Los apaches son los indios más pulcros en la Nueva España y nunca se les ve desnudos, sus ropas son de pieles de animales, especialmente de venados, los cuales son muy numerosos en su país. Son expertos en trabajar la gamuza y hacen con ellas bragas, pantalones, medias y faldas para las mujeres.

Tampoco caminan descalzos, sino que usan zapatos de punta afilada hechos con cuero de caballo y sin tacones. Por eso es fácil descubrir su presencia en Sonora por las huellas de sus pies y a menudo es una ayuda para escapar de ellos o para expulsarlos de la región.


Son monógamos y aborrecen el adulterio al grado de castigar al adúltero amarrándolo a un árbol y disparándole flechas.

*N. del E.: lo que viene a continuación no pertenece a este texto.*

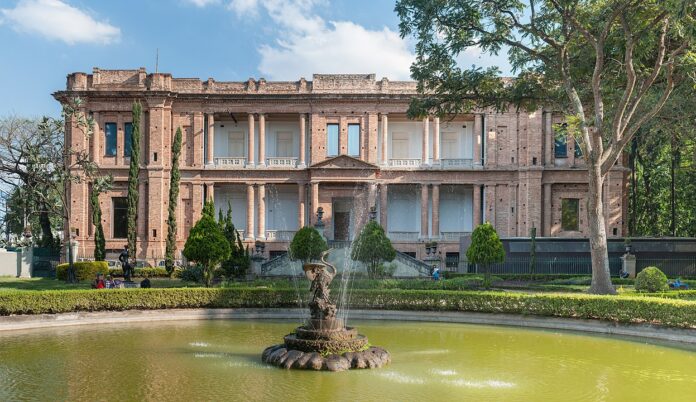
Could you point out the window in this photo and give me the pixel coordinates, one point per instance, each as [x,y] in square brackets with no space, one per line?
[127,139]
[570,211]
[354,139]
[332,139]
[110,139]
[120,217]
[283,144]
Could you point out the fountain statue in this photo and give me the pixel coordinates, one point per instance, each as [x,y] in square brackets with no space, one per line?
[324,342]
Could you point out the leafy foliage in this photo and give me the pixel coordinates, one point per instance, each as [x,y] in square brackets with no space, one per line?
[207,244]
[133,174]
[651,279]
[173,201]
[372,247]
[307,245]
[485,249]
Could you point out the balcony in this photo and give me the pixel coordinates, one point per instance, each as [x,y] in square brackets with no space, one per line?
[230,162]
[457,163]
[405,163]
[282,162]
[279,235]
[403,236]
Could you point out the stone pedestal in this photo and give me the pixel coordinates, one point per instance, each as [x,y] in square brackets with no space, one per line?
[628,264]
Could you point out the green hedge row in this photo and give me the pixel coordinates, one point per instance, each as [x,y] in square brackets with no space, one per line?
[661,311]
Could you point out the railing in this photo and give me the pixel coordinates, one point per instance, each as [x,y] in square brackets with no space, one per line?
[281,162]
[403,236]
[409,163]
[456,163]
[279,235]
[453,235]
[230,162]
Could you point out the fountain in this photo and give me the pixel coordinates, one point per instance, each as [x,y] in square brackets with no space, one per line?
[324,342]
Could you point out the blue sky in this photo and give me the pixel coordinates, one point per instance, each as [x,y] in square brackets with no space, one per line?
[229,40]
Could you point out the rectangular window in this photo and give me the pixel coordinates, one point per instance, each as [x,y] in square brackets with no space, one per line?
[560,147]
[332,139]
[570,212]
[354,139]
[127,139]
[110,139]
[120,217]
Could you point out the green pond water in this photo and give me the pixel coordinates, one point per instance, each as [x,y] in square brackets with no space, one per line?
[220,360]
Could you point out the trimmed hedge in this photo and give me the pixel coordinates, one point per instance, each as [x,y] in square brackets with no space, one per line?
[661,311]
[84,270]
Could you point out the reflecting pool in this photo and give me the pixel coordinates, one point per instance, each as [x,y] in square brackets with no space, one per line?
[221,360]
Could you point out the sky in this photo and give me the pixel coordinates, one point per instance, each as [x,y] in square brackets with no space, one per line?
[229,40]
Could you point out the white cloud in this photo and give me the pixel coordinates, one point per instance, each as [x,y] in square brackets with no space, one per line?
[308,44]
[54,19]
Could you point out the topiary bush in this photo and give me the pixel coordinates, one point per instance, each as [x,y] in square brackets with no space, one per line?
[84,270]
[651,280]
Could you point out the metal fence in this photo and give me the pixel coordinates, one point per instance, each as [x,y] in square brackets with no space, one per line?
[548,265]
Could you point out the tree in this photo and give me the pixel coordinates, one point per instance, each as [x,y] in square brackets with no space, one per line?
[485,249]
[239,261]
[173,201]
[372,247]
[133,174]
[206,244]
[307,245]
[99,186]
[608,65]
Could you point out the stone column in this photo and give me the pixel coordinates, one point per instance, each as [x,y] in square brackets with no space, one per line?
[436,212]
[547,210]
[424,211]
[261,214]
[385,139]
[383,188]
[476,205]
[426,139]
[301,204]
[476,131]
[303,136]
[262,140]
[250,212]
[210,139]
[436,141]
[251,152]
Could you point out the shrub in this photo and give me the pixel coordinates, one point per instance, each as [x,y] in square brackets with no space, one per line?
[651,280]
[84,270]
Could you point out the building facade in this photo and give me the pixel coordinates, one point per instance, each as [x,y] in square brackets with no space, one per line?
[276,151]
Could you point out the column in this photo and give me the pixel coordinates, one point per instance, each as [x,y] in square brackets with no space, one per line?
[426,139]
[251,151]
[385,139]
[478,127]
[96,137]
[210,139]
[303,136]
[301,204]
[424,211]
[436,212]
[547,210]
[261,214]
[383,206]
[436,141]
[250,212]
[315,202]
[262,140]
[476,206]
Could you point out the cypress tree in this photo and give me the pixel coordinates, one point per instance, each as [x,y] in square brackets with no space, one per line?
[173,200]
[133,174]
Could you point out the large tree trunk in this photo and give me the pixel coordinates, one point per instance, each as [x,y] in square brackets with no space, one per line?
[601,279]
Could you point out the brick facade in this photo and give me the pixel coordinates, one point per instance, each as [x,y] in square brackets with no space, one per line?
[513,178]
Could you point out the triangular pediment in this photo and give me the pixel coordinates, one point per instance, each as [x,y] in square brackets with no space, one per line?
[343,162]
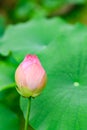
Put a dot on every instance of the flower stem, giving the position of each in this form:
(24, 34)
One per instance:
(27, 114)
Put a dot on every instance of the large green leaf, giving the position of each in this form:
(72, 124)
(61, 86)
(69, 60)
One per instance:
(7, 70)
(62, 50)
(8, 120)
(31, 37)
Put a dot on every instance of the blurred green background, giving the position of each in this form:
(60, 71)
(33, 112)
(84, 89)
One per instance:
(19, 11)
(16, 11)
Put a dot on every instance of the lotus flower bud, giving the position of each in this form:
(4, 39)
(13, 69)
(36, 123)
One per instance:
(30, 77)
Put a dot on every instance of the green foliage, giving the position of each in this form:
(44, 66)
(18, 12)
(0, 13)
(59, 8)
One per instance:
(8, 120)
(62, 49)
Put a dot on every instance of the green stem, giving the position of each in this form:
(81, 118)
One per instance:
(27, 114)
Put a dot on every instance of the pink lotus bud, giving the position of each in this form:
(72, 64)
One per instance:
(30, 77)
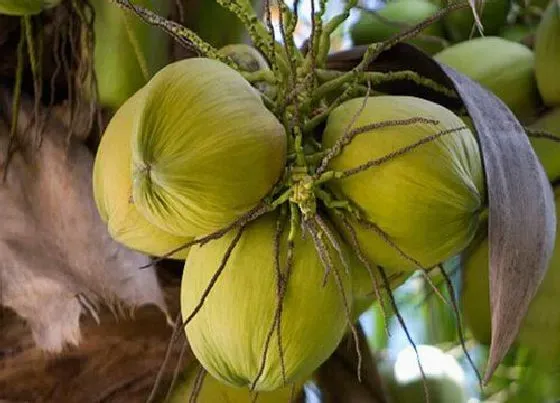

A la mujer culpable le cortan la nariz para su eterna desgracia. Este espantoso castigo es cruelmente compartido por las parientes de la acusada. La ley en contra del adulterio es inviolable.


Los apaches no obedecen ni reconocen a nadie como su juez, cada quien es dueño de sus actos y en todos sentidos, viven de acuerdo a su propio gusto. Sus disputas se arreglan por la ley del más fuerte, prescindiendo de los procesos formales. Únicamente en sus campañas se sujetan voluntariamente a liderazgos de individuos, principalmente a aquellos que más de una vez hayan dado pruebas evidentes de su fuerza y valor.

En las campañas guerreras esos individuos ocupan la posición de líderes y el resto sigue sus órdenes, pero cuando regresan a casa termina el título y la autoridad. (…)”.

AARG
Fuente: Pfefferkorn, Ignacio, Descripción de la provincia de Sonora, Hermosillo, Gobierno del Estado de Sonora, 1983, pp. 115-116.
Imagen: Familia de apaches chiricahuas en su vivienda. c. 1880.